Review: First Man
If you miss the train I'm on, you will know that I am gone
You can hear the whistle blow a hundred miles,
A hundred miles, a hundred miles, a hundred miles, a hundred miles,
You can hear the whistle blow a hundred miles.
Midway through Damien Chazelle’s epic Neil Armstrong biopic First Man, Peter, Paul, and Mary’s iconic lament chimes softly in the background. Mounting dangers and failed test runs have delayed and disturbed plans for a lunar landing. Janet Armstrong (Claire Foy) - Neil’s wife - holds steady like a rock, as does Neil (Ryan Gosling), but it’s clear from the start just how much anxiety is churning just beneath the surface. There’s a distance between the two, only accentuated by Neil’s goal. And, predictably, it’s the distance between Neil and his Earthbound problems that allows for the eventual catharsis.
If Neil’s narrative arc is slightly predictable, the cast, especially Claire Foy, turns their lungs blue blowing life into these scenarios. All the performers manage to breathe anxiety and tumult into scenes we know have to turn out one of a handful of ways due to simple history of the landing, the common denominator problem of historical biopics. But, Chazelle goes an extra step further and sells these dangers through stunningly realized cockpit views. The metallic carapaces of shaky rockets creak and moan awfully as they careen through air and space. And, in a very early scene in the film, Armstrong grazes the edge of the atmosphere floating on vapors and sunlight.
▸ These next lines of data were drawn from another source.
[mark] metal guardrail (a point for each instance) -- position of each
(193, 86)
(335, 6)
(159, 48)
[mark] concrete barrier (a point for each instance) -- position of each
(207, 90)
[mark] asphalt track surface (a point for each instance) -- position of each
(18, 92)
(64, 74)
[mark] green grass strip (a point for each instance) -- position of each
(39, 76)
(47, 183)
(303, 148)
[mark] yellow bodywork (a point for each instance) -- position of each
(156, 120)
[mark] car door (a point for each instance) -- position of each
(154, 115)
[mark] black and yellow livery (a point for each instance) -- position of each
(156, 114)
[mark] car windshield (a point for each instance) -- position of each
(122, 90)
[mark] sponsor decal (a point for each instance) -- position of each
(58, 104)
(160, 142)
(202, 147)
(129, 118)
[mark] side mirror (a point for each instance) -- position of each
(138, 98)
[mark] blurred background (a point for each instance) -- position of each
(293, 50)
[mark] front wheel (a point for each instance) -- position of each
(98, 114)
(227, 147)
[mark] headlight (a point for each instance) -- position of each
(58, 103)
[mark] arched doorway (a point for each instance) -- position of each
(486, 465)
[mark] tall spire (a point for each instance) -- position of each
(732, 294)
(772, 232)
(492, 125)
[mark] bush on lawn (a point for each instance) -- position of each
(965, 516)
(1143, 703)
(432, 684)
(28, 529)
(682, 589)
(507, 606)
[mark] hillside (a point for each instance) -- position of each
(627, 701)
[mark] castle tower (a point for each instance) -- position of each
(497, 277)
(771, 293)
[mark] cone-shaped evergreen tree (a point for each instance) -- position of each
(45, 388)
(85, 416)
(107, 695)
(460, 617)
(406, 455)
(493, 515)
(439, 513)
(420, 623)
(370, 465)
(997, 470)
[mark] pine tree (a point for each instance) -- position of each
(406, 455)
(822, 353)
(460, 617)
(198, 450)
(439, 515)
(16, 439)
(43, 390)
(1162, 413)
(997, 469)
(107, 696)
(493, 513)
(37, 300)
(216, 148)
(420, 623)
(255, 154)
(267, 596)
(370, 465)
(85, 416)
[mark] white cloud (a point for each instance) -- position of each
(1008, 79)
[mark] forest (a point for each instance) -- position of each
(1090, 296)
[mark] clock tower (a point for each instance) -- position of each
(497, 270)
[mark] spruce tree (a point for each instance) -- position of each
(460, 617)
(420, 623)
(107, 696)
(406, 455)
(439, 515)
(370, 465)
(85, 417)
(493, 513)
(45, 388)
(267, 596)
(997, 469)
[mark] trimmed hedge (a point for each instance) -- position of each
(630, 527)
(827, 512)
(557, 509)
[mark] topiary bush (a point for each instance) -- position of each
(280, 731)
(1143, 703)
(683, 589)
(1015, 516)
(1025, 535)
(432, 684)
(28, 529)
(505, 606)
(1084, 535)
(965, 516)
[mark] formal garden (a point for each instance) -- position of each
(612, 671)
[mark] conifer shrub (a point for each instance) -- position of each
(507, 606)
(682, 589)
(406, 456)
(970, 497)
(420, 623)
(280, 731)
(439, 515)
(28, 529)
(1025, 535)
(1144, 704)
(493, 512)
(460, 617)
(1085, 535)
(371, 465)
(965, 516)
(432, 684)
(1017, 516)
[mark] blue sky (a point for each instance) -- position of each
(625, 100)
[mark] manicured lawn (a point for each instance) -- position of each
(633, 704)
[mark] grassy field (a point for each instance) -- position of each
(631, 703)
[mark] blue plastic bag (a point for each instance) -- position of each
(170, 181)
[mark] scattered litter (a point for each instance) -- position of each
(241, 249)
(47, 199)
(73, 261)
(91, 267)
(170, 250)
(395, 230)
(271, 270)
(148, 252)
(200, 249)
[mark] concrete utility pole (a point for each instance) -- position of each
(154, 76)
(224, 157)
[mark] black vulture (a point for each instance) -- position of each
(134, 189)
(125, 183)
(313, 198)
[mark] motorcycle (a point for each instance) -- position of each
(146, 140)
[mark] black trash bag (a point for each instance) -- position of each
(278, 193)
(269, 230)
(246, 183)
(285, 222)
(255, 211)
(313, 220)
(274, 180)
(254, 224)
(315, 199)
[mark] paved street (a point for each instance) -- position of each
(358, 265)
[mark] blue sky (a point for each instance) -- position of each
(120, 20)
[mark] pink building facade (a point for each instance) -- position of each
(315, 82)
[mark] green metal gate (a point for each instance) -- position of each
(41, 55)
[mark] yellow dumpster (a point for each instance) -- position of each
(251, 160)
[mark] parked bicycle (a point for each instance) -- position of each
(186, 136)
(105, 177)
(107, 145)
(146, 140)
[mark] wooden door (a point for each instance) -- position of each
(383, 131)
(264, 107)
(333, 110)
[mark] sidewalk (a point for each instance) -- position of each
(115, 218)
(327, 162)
It’s beautiful work, and these moments of quiet awe help elevate Chazelle’s film to extraordinary heights.
When the film is Earthbound, it’s considerably shakier. The scenes between Gosling’s Neil and Foy’s Janet are phenomenal, selling just how taxing the very real possibility that Neil would die in a burst of flame in front of the entire world was on their relationship and their family. And, in one of the film’s best scenes, Janet forces Neil to sit down and tell their sons about the very real dangers of his mission. But, Chazelle’s momentary dilations to examine the social tumult of the era feel underbaked and, at times, oddly belittling. It’s never a huge problem, and it’s clear that Chazelle meant to mirror the roiling political climate with the tension in space, but cutting between speeches about the very real struggles of the Civil Rights Movement and homelessness in America to the world as a tiny blue marble suspended in an ocean of blackness, somehow feels awkwardly minimizing.
First Man may not know quite what to do with the political messiness of an era of change and growth, but it manages to remind us just how unsure a thing the moon landing was in a time when this event has become so enshrined in our cultural imagination that it seems like a destined inevitability. It manages to paint the real-life superheroes of the late 60s as genuine, believable people with families and homes and bills to pay. Best of all, it manages to let us feel a shred of that awe for the grandeur of existence, not just as America, but as humankind.